BRIEF DESCRIPTION OF THE DRAWINGS
[0024] FIG. 1 is a plan view of a wristwatch according to a
preferred embodiment of the invention.
[0025] FIG. 2 describes the display panel of this wristwatch.
[0026] FIG. 3 is a schematic section view of the time display unit
in the wristwatch.
[0027] FIG. 4 is a section view showing the arrangement of the
display panel.
[0028] FIG. 5 is a block diagram showing the electrical arrangement
of the time display unit.
[0029] FIG. 6 is a timing chart of the display control operation in
the normal mode.
[0030] FIG. 7 is a timing chart of the display control operation in
the sleep mode.
[0031] FIG. 8 describes the display panel of a wristwatch according
to a second embodiment of the invention.
DESCRIPTION OF THE PREFERRED EMBODIMENTS
[0032] A preferred embodiment of the present invention is described
below with reference to the accompanying figures.
First Embodiment
[0033] FIG. 1 shows the appearance of a wristwatch 1 according to
this embodiment of the invention.

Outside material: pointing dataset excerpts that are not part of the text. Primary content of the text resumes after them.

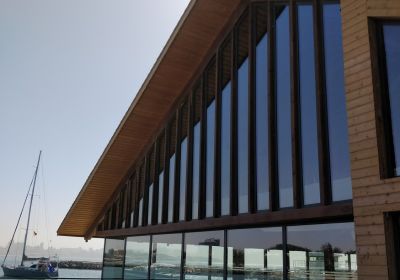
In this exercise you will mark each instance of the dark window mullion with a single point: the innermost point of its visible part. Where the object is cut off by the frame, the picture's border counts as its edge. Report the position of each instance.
(217, 142)
(178, 140)
(322, 123)
(234, 158)
(273, 156)
(189, 169)
(252, 197)
(296, 146)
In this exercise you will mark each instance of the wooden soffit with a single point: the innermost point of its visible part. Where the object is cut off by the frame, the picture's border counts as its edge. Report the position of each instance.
(177, 65)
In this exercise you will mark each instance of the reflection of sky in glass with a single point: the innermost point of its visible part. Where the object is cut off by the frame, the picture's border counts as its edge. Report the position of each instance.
(196, 171)
(337, 121)
(391, 35)
(283, 100)
(226, 149)
(308, 106)
(242, 134)
(261, 96)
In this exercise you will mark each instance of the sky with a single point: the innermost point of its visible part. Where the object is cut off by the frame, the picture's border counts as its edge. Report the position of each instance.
(69, 70)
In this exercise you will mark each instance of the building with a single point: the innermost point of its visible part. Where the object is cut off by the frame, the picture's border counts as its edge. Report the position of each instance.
(264, 143)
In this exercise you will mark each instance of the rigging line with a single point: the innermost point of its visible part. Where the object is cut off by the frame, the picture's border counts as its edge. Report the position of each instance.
(19, 218)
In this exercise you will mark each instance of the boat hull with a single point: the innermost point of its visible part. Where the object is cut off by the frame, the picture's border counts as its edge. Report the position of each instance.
(26, 272)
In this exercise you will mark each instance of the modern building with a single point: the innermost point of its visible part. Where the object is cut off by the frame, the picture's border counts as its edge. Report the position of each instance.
(264, 144)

As shown in the figure, the
wristwatch 1 has a watch case 2, and a wrist band 3 that is
attached to the watch case 2 and used to hold the wristwatch 1 on
the user's wrist. A time display window 4 for displaying the time
is formed in the front of the watch case 2 so that the display
panel 5 that displays the time, for example, can be seen through
the time display window 4. A crystal 6 made from transparent
plastic or transparent glass, for example, is fit into the time
display window 4, and the display panel 5 is protected by this
crystal 6. Operating buttons 8 for setting the time, changing the
operating mode, and performing other operations are also disposed
to the watch case 2.
[0034] The display panel 5 is a segment display panel for
displaying information using a plurality of segments, and functions
as a display unit for displaying image information. As shown in
FIG. 2, the display area 5R of this display panel 5 comprises four
segments (so-called "seven-segment displays") 5A for displaying the
numbers 0 to 9. The left two segments 5A display the hour of the
time, and the right two segments 5A display the minute. A segment
5B comprising two circles for displaying a symbol (a colon in this
example) separating the hour and minute is located between the hour
segments 5A and the minute segments 5A.
[0035] As also shown in the same figure, a background segment 5C
for displaying a background is also disposed to each of the
segments 5A and 5B, and a background (a background of white or
blue) is displayed by these background segments 5C for each
character (number or colon) displayed by the segments 5A and 5B. An
electrophoretic display panel is used for the display panel 5 in
this embodiment of the invention, and the construction of the
display panel is further described in detail below. Segments 5A to
5C are referred to as segments 5X below when differentiating these
segments 5A to 5C is not necessary.
[0036] A time display unit 10 rendered in unison with the display
panel 5 is disposed inside the watch case 2. As shown in the
section view in FIG. 3, this time display unit 10 comprises a
circuit board 11A, a display frame 11B, a display substrate 11C, a
transparent substrate 11D, and a circuit retainer 13 for holding
these other parts.
[0037] Segment electrodes 14 for each of the segments 5A to 5C, and
a segment electrode 15 for a common electrode, are disposed on top
of the display substrate 11C.
[0038] The circuit board 11A is on the bottom of the display
substrate 11C with the display frame 11B therebetween, and devices
16 rendering the display drive circuit 40 and control unit 50, for
example, are mounted on the circuit board 11A. A node 11A1 wired to
device 16 (display drive circuit 40) is disposed on top of the
circuit board 11A, a node 11C1 wired to the electrodes 14 and 15 is
disposed on the bottom of the circuit board 11A, and these nodes
11A1 and 11C1 are electrically connected by a connector 17 passing
through the display frame 11B.
[0039] A switch electrode 18 is disposed on the side of the circuit
board 11A so that conductivity can be established by means of a
flat spring 19 disposed to the circuit retainer 13. When the flat
spring 19 is deformed as a result of depressing an operating button
8, conductivity is established through the flat spring 19 and the
switch closes. Another device 16 (control unit 50 in this
embodiment) detects whether the switch is closed or open.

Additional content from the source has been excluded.